The bureaucrats at Copenhagen dread high CO2 levels. The biosphere craves them. Plants evolved when CO2 levels in the atmosphere stood at a healthy 1000 parts per million, two-to-three times today’s paltry level of about 380 parts per million. Plants crave CO2 so much that commercial greenhouse operators often enrich greenhouse air with CO2 — also known as nature’s fertilizer — to levels of 1500 parts per million, or four times that of our current atmosphere.
 Since humans began adding CO2 to the planet’s atmosphere, taking plants off their starvation rations by creating a planet-wide greenhouse, plants have thrived. Data from NASA satellites, which since the early 1980s have been tracking the amount of biota on Earth, vividly demonstrate the results. As CO2 emissions grew in leaps and bounds, so did plants — the data shows planet Earth is now greener than when those satellite measurements began.
 Growth in greenery varies from country to country, and within countries, because climatic factors are so many and so varied, but the overall trend is clear, and especially in the Third World. The Indian subcontinent, the Amazon, the tropical countries generally, all show marked improvement, with studies pointing to improvements in carbon dioxide levels as an important factor.

 China, which includes some of the most resource-stretched regions on the planet, provides the most dramatic demonstration of the boon in biota. As shown in a 2007 analysis by academics at the country’s prestigious Beijing Normal University, China’s plant growth increased by an astounding 24 % over the 18-year period studied, 1982 to 1999. The Chinese analysis, which like many others was based on satellite data, notes that China’s resource-constrained regions sometimes did particularly well. In water-constrained Northwest China, for example, plant growth increased by 29%. In Northeast China and the Tibetan Plateau, where temperatures ordinarily place severe limits on vegetation, plant growth increased by 30%. South China and East China, where sunlight is a limiting factor, saw plant growth increase by a still-impressive 19%. Changes in CO2 during those 18 years correlated well with the changes in vegetation.

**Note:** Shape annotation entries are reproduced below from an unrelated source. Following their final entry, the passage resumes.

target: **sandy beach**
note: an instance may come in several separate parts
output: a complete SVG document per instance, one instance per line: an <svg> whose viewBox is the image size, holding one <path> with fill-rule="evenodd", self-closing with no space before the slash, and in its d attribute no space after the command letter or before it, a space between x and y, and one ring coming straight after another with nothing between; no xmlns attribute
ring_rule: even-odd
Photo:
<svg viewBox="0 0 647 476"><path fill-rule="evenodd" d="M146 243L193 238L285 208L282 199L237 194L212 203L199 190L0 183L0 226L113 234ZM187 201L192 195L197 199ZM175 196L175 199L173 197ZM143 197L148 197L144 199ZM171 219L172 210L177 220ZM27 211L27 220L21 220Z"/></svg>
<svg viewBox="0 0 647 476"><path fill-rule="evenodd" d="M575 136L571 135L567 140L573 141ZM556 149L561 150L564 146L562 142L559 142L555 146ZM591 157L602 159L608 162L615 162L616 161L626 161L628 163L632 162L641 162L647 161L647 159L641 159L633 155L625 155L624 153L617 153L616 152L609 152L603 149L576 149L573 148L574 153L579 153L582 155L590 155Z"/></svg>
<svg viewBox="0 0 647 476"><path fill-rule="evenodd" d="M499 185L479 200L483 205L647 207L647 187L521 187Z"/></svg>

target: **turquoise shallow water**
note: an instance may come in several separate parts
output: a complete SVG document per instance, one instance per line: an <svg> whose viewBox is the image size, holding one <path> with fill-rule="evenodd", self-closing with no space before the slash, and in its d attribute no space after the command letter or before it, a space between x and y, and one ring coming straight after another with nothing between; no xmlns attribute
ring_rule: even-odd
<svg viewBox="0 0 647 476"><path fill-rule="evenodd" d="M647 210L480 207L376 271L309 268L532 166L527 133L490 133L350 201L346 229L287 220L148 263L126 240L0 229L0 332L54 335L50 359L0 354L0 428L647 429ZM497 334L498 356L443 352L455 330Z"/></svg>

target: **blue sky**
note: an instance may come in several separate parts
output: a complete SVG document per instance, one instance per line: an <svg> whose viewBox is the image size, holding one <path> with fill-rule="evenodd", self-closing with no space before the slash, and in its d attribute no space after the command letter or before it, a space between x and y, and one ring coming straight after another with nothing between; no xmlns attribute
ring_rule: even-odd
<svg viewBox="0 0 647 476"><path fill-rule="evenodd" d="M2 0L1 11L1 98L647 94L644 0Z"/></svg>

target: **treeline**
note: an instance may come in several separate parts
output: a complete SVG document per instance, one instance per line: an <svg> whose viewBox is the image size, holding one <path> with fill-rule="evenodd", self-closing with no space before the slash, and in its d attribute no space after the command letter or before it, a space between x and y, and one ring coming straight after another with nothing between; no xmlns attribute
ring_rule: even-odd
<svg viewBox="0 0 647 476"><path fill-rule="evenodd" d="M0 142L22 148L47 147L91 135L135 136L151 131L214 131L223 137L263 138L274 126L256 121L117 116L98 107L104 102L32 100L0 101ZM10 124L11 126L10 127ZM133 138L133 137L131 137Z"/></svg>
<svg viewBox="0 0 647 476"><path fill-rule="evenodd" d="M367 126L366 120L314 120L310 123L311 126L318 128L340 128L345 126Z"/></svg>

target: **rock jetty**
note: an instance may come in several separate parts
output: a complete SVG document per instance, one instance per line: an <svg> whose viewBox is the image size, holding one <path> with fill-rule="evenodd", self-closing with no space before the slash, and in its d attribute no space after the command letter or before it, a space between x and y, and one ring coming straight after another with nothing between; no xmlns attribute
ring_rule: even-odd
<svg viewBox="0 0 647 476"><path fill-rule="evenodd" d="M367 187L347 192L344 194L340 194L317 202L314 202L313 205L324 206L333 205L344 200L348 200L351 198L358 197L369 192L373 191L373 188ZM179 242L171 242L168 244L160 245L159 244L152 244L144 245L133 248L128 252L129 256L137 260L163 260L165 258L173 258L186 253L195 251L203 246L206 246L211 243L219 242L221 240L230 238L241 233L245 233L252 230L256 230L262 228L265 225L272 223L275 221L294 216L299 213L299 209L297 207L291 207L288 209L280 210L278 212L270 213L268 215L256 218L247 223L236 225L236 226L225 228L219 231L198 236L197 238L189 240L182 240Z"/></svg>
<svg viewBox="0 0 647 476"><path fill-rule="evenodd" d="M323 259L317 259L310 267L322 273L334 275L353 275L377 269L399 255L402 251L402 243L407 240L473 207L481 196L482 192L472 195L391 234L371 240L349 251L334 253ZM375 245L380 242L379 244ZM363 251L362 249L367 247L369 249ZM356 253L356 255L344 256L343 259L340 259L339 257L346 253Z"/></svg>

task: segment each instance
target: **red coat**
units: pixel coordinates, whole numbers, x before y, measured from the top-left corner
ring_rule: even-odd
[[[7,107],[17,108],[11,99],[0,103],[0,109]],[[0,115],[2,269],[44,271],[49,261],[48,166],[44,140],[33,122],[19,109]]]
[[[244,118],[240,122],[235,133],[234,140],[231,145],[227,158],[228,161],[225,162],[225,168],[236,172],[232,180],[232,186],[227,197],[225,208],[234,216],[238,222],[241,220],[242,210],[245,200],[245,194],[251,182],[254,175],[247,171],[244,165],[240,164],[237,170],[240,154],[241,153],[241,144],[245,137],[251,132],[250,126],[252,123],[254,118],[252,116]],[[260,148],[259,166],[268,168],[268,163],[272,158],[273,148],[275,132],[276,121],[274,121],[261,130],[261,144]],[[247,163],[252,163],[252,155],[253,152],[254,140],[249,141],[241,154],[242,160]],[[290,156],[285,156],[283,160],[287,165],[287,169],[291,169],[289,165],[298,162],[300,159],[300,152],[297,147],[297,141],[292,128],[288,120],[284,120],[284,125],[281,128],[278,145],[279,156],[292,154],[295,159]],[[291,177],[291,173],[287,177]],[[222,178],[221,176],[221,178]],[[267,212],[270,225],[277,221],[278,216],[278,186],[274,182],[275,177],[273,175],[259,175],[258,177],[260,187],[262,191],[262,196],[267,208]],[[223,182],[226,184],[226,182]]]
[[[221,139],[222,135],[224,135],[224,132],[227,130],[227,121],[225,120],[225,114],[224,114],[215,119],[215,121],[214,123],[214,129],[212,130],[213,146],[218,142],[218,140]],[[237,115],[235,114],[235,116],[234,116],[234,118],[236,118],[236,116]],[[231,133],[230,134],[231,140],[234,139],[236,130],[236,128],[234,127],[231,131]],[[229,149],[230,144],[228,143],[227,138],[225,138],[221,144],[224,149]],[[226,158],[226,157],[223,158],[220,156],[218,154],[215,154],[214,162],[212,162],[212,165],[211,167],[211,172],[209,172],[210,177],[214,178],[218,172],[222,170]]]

 That plants love CO2 comes as no surprise — CO2 is not only their food, it is a gas to which they are superbly adapted. When the air is rich in CO2, plants don’t need to work as hard to breathe it in, letting them reduce the number of stomata, or air pores, on the surfaces of their leaves. Fewer pores means the plants breathe out less water vapour, letting them conserve moisture and better survive droughts. CO2 also helps plants survive droughts and other adverse conditions by extending their root systems, allowing them to collect minerals and moisture from afar. Through other mechanisms, CO2 protects plants against insect infestations, soil salinity and other environmental threats.

 This gas — also known as the gas of life — is healthful and helpful to humans, too. CO2 not only boosts agricultural yields, it boosts the antioxidant and vitamin content in plants, as well as their essential minerals. Also importantly, CO2 helps make hospitable marginal areas of the world that would otherwise be inhospitable.

Industrialization in the West, along with the fossil fuel burning that it has entailed, has been a win for the West and a win for the world, including the Third World. The colourless, odourless, tasteless gas called CO2 is indispensable to life and, because China and India are certain to rapidly increase their CO2 emissions, the world will soon be getting more of it. They say you can have too much of a good thing. With CO2, the science tells us, the planet is far, far away from reaching its cornucopia potential.

Financial Post
Lawrence Solomon is executive director of Energy Probe and Urban Renaissance Institute and author of The Deniers: The world-renowned scientists who stood up against global warming hysteria, political persecution, and fraud.